C’est à cette même occasion, dans le contexte humanitaire, que j’ai pu par contre
apprécier à sa juste valeur la méthode de puncture et de prescription des points
transmise par le Dr Leung Kok Yuen, et prendre conscience de l’universalité de ses
applications, résultats à la clé.
Cette méthode, que bon nombre d’entre vous connaissent, repose en tout premier
lieu sur une approche diagnostique simple, cohérente et efficace, basée sur les Ba
Gang. Elle utilise un nombre limité de points, synthétise les plus grandes règles
traditionnelles de la tonification et de la dispersion, et permet de nuancer les
traitements à l’infini à partir d’un nombre limité de points importants. On pourrait
la comparer à de la bonne cuisine, comportant tous les ingrédients de base et
permettant à qui sait cuisiner de faire de nombreuses et savoureuses recettes, sans
avoir à recourir à des produits rares ou d’exception. La logique de cette méthode se
rapproche également beaucoup de celle de la pharmacopée chinoise, qui mise sur
une juste hiérarchie et des combinaisons judicieuses de produits, plutôt que sur la
puissance d’un seul d’entre eux.
Outre les résultats qu’elle offre aux malades, j’ai vu dans cette méthode deux autres
avantages majeurs :
- celui de permettre à des praticiens aux origines et aux habitudes différentes de
tomber d’accord sur des choses essentielles, et de faire chacun un pas en direction
d’une théorie et d’une pratique acupuncturale commune, et compatible dans sa
logique avec les autres branches de la MTC ;
- celui de permettre à des peuples qui ignoraient tout de la MTC d’en comprendre
facilement les grands principes, et parce que la logique qui la sous-tend repose sur
des lois naturelles, d’y adhérer spontanément. La particularité de la médecine
chinoise, c’est qu’elle est étymologiquement la médecine du milieu. Et que du
milieu, il est possible de voir dans toutes les directions.

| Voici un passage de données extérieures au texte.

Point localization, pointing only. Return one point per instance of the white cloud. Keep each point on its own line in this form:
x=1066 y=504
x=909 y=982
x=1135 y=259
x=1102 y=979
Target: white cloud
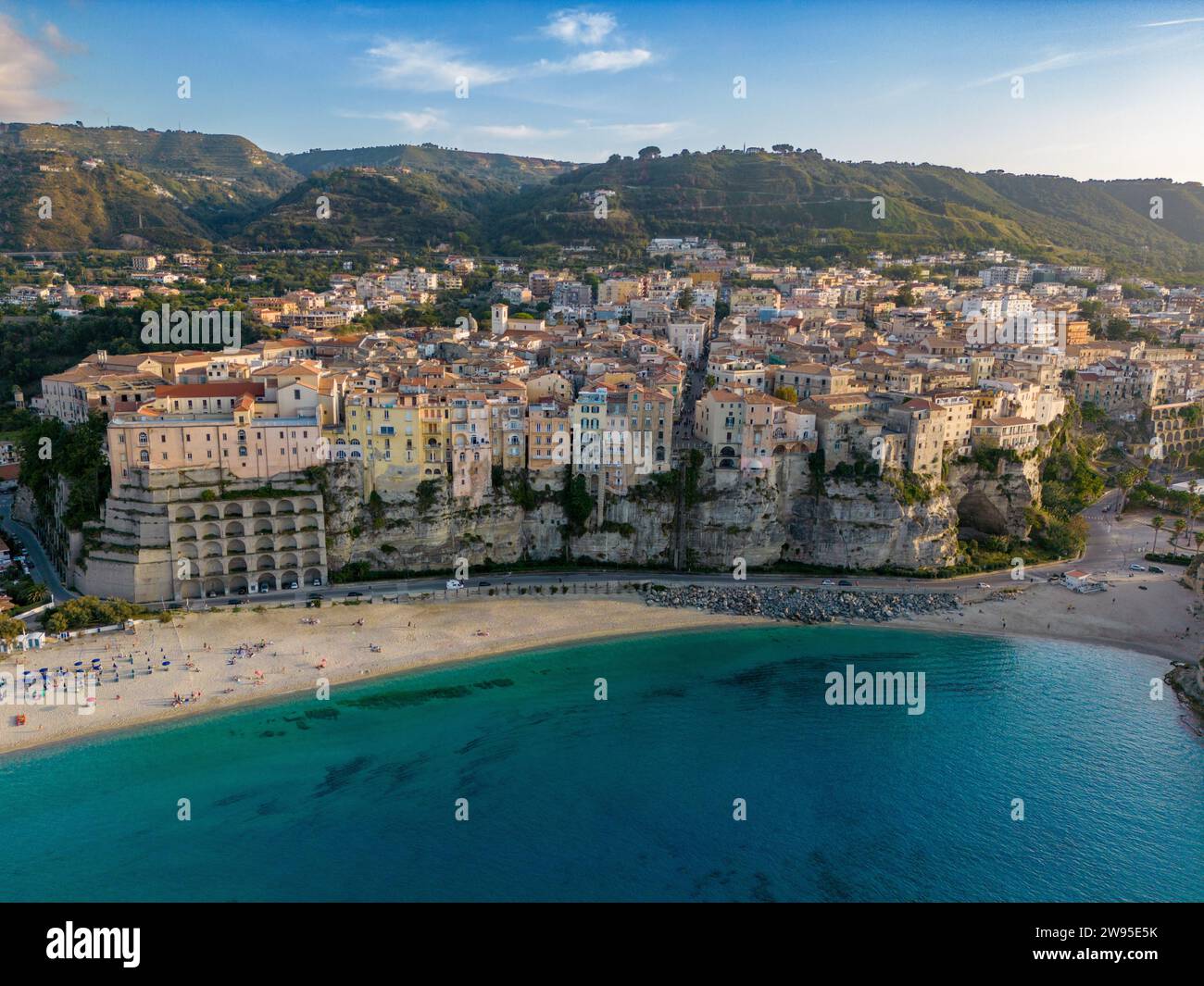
x=597 y=61
x=1175 y=23
x=634 y=131
x=517 y=131
x=60 y=43
x=1063 y=60
x=428 y=67
x=579 y=27
x=24 y=69
x=418 y=121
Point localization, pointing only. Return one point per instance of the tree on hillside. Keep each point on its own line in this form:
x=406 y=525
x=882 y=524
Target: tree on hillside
x=10 y=630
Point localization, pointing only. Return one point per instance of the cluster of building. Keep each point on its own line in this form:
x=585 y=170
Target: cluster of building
x=615 y=376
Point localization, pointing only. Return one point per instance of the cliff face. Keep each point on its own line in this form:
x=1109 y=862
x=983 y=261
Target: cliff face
x=995 y=502
x=761 y=519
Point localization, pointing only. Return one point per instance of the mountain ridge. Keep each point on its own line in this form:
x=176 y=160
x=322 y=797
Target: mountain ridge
x=789 y=204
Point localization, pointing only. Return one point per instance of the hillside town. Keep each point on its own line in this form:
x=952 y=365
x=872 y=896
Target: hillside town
x=697 y=356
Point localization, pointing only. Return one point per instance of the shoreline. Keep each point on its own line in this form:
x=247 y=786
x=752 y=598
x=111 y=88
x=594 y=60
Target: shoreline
x=452 y=636
x=71 y=728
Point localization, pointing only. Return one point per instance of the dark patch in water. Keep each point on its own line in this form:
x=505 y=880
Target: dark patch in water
x=340 y=776
x=401 y=772
x=400 y=698
x=831 y=888
x=761 y=892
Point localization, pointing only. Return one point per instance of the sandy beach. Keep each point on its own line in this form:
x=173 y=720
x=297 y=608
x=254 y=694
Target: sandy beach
x=1150 y=620
x=409 y=636
x=1163 y=619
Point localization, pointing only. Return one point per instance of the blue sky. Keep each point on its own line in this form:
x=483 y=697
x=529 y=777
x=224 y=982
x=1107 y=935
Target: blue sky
x=1109 y=89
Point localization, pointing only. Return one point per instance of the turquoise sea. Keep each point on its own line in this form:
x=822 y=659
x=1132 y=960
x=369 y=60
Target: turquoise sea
x=633 y=798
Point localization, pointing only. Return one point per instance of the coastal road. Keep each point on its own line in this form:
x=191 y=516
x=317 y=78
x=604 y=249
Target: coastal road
x=40 y=565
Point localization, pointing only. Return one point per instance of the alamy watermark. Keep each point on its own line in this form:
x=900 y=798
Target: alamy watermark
x=606 y=448
x=183 y=328
x=880 y=688
x=23 y=688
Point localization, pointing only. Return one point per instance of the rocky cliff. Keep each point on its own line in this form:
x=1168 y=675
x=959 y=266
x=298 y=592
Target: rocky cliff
x=995 y=500
x=762 y=518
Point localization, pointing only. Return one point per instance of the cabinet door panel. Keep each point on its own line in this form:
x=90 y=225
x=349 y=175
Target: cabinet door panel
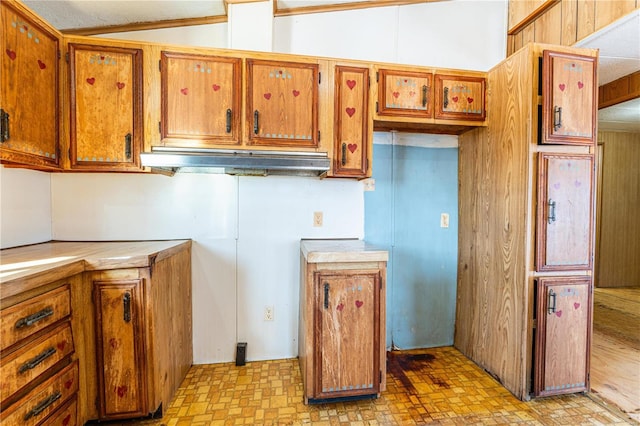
x=347 y=345
x=30 y=131
x=351 y=122
x=405 y=94
x=106 y=107
x=569 y=96
x=120 y=341
x=200 y=100
x=282 y=103
x=563 y=335
x=565 y=212
x=459 y=97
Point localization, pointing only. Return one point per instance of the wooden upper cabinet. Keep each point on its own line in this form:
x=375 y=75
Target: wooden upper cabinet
x=106 y=107
x=563 y=335
x=351 y=130
x=405 y=93
x=569 y=99
x=29 y=122
x=201 y=100
x=460 y=97
x=282 y=103
x=565 y=212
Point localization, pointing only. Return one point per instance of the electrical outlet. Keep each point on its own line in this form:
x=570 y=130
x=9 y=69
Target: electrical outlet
x=268 y=313
x=444 y=220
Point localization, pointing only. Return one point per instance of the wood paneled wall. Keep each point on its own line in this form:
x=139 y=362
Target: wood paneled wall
x=564 y=22
x=494 y=222
x=618 y=249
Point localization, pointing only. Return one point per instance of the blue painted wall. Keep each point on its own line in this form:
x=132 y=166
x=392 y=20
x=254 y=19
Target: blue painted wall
x=413 y=186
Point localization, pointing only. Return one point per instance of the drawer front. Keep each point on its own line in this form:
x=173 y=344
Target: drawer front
x=23 y=365
x=65 y=416
x=44 y=399
x=28 y=317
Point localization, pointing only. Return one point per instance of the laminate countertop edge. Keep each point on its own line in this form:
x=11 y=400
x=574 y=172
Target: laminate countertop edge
x=26 y=268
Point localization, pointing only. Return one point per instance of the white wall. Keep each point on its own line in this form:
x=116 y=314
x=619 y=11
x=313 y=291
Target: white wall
x=25 y=207
x=246 y=230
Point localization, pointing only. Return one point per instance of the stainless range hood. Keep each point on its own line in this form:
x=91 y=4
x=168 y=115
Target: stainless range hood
x=236 y=162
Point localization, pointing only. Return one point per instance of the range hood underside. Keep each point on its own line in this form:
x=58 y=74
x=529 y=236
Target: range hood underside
x=194 y=160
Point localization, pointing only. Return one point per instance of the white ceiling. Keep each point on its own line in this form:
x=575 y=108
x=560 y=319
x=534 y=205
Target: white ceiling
x=619 y=43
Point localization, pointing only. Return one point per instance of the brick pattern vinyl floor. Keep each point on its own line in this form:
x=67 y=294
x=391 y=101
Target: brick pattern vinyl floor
x=427 y=386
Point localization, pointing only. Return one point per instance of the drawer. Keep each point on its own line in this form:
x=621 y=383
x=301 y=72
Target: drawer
x=29 y=317
x=44 y=399
x=65 y=416
x=28 y=362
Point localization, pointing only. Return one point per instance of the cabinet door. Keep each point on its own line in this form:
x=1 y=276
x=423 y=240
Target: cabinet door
x=120 y=342
x=459 y=97
x=405 y=93
x=282 y=103
x=569 y=98
x=106 y=108
x=200 y=100
x=29 y=121
x=351 y=149
x=347 y=336
x=565 y=212
x=563 y=335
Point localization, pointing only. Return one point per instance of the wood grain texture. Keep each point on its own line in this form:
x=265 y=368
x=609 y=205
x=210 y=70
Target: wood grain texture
x=493 y=171
x=619 y=246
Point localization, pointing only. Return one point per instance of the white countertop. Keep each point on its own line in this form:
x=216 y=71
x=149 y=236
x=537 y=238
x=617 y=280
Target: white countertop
x=348 y=250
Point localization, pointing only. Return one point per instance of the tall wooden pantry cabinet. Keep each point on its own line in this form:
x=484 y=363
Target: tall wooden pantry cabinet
x=526 y=231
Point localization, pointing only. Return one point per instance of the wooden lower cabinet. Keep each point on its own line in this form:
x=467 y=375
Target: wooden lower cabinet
x=120 y=343
x=342 y=321
x=143 y=335
x=563 y=335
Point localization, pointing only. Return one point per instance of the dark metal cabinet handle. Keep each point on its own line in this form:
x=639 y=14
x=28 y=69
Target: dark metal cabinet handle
x=344 y=154
x=126 y=305
x=326 y=295
x=551 y=307
x=4 y=126
x=229 y=116
x=256 y=125
x=34 y=318
x=552 y=211
x=42 y=405
x=557 y=117
x=31 y=364
x=127 y=146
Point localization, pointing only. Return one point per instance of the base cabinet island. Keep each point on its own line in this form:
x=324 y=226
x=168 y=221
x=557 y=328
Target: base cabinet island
x=93 y=330
x=341 y=338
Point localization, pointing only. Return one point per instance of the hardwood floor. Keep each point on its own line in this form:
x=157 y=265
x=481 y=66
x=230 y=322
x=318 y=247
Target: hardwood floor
x=615 y=352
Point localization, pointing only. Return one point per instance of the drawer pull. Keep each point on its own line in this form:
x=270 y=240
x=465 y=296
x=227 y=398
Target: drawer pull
x=126 y=306
x=29 y=365
x=42 y=405
x=34 y=318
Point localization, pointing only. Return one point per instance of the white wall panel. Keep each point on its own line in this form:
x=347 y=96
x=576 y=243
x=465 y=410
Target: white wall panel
x=119 y=206
x=275 y=213
x=25 y=207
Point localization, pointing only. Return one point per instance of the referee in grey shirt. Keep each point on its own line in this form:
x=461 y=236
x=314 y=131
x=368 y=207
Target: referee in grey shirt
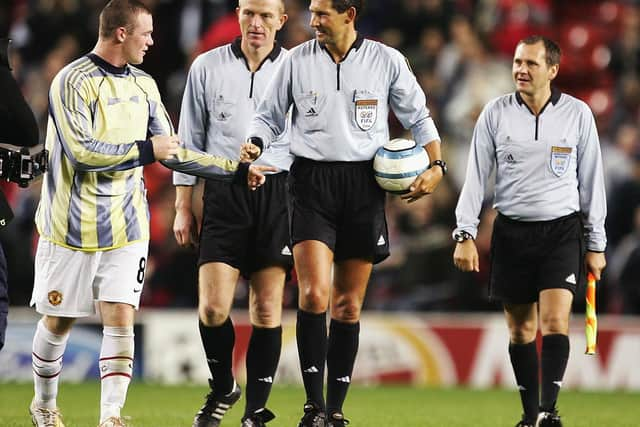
x=243 y=232
x=339 y=87
x=551 y=204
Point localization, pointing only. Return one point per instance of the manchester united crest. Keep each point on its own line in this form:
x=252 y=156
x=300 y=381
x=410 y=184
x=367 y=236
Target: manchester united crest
x=55 y=298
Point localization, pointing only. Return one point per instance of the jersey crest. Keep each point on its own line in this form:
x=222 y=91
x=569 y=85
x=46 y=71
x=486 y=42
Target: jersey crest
x=560 y=160
x=366 y=113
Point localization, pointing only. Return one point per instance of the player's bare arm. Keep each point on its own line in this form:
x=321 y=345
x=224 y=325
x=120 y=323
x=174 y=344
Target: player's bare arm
x=183 y=224
x=165 y=147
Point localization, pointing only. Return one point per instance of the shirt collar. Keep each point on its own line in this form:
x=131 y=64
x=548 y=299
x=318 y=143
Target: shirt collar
x=107 y=66
x=354 y=46
x=236 y=48
x=555 y=97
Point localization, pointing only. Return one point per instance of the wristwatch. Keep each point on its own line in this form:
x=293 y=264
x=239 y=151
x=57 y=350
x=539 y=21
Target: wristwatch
x=442 y=164
x=461 y=236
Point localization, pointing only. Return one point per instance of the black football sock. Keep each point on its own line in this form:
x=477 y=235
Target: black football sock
x=311 y=335
x=218 y=344
x=263 y=355
x=555 y=354
x=341 y=355
x=524 y=359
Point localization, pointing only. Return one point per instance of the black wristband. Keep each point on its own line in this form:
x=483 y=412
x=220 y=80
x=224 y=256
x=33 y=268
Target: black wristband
x=257 y=141
x=146 y=152
x=242 y=173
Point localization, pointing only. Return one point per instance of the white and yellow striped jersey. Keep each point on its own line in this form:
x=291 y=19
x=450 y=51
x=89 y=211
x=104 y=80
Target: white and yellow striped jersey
x=100 y=120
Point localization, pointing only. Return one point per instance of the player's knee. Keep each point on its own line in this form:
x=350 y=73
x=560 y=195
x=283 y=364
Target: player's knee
x=523 y=333
x=46 y=368
x=346 y=310
x=554 y=323
x=314 y=299
x=213 y=314
x=266 y=313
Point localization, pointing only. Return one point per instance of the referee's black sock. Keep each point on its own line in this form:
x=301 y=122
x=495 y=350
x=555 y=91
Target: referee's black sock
x=311 y=335
x=263 y=355
x=341 y=355
x=524 y=359
x=218 y=344
x=555 y=354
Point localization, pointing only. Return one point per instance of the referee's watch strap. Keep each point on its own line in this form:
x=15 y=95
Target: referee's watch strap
x=242 y=173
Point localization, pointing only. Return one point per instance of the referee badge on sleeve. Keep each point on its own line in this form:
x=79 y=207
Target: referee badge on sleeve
x=366 y=113
x=560 y=159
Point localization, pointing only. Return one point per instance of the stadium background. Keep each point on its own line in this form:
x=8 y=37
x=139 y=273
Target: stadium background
x=426 y=323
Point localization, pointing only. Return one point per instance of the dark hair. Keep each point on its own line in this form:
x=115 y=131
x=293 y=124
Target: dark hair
x=120 y=13
x=552 y=50
x=342 y=5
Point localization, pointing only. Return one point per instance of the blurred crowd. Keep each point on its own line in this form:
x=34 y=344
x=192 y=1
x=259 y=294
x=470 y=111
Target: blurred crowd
x=460 y=51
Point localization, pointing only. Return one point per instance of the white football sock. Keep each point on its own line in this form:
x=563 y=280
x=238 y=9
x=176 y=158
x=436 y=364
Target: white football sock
x=116 y=367
x=46 y=360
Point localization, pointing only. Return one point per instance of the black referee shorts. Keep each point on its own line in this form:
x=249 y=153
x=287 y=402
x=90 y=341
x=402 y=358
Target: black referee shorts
x=528 y=257
x=246 y=229
x=340 y=204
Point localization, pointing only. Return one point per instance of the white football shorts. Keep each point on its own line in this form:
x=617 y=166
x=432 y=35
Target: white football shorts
x=68 y=282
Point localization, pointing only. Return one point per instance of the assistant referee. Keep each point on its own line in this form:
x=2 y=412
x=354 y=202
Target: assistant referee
x=550 y=198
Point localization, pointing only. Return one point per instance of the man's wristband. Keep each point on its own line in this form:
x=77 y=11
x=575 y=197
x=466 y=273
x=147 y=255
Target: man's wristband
x=242 y=173
x=461 y=236
x=257 y=141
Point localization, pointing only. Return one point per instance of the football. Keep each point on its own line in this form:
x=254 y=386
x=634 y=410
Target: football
x=397 y=164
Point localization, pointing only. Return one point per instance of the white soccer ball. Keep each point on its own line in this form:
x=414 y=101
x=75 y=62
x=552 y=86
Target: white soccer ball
x=398 y=163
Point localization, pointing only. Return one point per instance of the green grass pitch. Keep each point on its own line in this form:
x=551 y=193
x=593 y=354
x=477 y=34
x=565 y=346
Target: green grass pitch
x=168 y=406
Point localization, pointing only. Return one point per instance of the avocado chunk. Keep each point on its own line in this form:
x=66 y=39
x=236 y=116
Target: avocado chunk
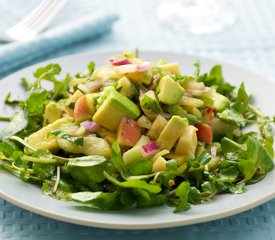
x=172 y=132
x=125 y=87
x=170 y=92
x=41 y=140
x=188 y=142
x=52 y=113
x=149 y=101
x=113 y=109
x=220 y=102
x=171 y=67
x=134 y=153
x=157 y=127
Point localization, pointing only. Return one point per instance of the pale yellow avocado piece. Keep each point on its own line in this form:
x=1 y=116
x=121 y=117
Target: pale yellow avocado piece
x=172 y=132
x=188 y=142
x=170 y=91
x=41 y=140
x=159 y=165
x=157 y=127
x=113 y=109
x=91 y=146
x=172 y=67
x=106 y=73
x=52 y=113
x=134 y=153
x=124 y=86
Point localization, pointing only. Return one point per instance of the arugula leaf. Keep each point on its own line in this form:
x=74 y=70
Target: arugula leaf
x=134 y=183
x=18 y=123
x=91 y=67
x=36 y=102
x=259 y=155
x=182 y=193
x=48 y=72
x=233 y=117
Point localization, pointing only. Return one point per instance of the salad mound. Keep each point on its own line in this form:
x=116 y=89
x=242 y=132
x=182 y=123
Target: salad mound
x=136 y=133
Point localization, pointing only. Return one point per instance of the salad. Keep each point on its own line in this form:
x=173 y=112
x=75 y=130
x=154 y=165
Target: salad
x=136 y=133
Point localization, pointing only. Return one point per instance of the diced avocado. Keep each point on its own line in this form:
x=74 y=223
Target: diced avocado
x=159 y=165
x=188 y=142
x=88 y=172
x=232 y=149
x=170 y=92
x=150 y=102
x=172 y=132
x=140 y=77
x=171 y=67
x=220 y=102
x=41 y=140
x=52 y=113
x=157 y=127
x=91 y=146
x=135 y=153
x=125 y=87
x=113 y=109
x=176 y=110
x=84 y=108
x=106 y=73
x=144 y=122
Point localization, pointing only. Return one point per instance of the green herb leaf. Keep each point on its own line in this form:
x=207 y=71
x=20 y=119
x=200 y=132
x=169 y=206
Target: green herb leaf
x=18 y=123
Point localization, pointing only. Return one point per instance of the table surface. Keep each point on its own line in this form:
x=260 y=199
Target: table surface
x=249 y=43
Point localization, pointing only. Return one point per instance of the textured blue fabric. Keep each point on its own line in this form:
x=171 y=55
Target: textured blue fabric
x=19 y=54
x=250 y=43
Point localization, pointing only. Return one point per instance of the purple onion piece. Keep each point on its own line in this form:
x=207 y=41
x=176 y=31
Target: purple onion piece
x=150 y=148
x=90 y=126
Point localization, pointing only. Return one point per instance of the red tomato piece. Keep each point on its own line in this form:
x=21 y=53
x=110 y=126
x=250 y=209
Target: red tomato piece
x=204 y=133
x=128 y=132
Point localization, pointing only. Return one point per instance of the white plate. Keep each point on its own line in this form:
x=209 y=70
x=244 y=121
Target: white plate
x=29 y=196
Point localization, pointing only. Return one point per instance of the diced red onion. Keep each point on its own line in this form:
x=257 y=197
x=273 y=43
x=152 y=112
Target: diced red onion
x=94 y=86
x=213 y=150
x=150 y=149
x=143 y=68
x=119 y=62
x=90 y=126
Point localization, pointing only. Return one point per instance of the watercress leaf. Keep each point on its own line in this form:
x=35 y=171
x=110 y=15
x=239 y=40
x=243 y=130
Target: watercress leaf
x=101 y=200
x=247 y=168
x=48 y=72
x=258 y=154
x=43 y=170
x=171 y=164
x=232 y=150
x=7 y=148
x=204 y=158
x=150 y=103
x=36 y=102
x=18 y=123
x=61 y=88
x=182 y=193
x=232 y=116
x=117 y=156
x=134 y=183
x=141 y=167
x=91 y=67
x=209 y=187
x=127 y=198
x=229 y=174
x=194 y=196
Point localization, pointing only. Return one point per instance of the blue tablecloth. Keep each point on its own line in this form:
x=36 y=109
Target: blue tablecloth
x=250 y=43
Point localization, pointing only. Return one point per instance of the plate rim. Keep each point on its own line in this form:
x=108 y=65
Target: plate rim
x=130 y=226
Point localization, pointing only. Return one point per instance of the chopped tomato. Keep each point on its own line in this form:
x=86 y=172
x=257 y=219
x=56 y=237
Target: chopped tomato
x=128 y=132
x=204 y=133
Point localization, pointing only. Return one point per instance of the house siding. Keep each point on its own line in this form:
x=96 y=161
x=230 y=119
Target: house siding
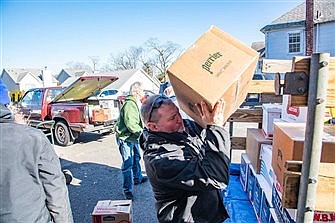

J’aurais évidemment bien d’autres choses à dire sur le sujet, mais je m’en tiendrai
pour ne pas dépasser le temps imparti et pouvoir répondre à vos questions.
Je voudrais juste terminer cette intervention en vous remerciant chaleureusement
au nom d’un homme qui a quitté son pays il y a bien longtemps, pour transmettre à
d’autres peuples la richesse d’une médecine naturaliste et humaniste que l’histoire,
en Orient comme en Occident, a bien failli faire disparaître.
L’urne dans laquelle reposent les cendres du Dr Leung Kok Yuen fait face à l’océan
pacifique. Elle se trouve à l’extrémité du monde occidental, et elle regarde en
direction de la Chine. Aujourd’hui, pour lui, une boucle est enfin bouclée, et un
espoir renaît.
Je vous remercie de votre attention.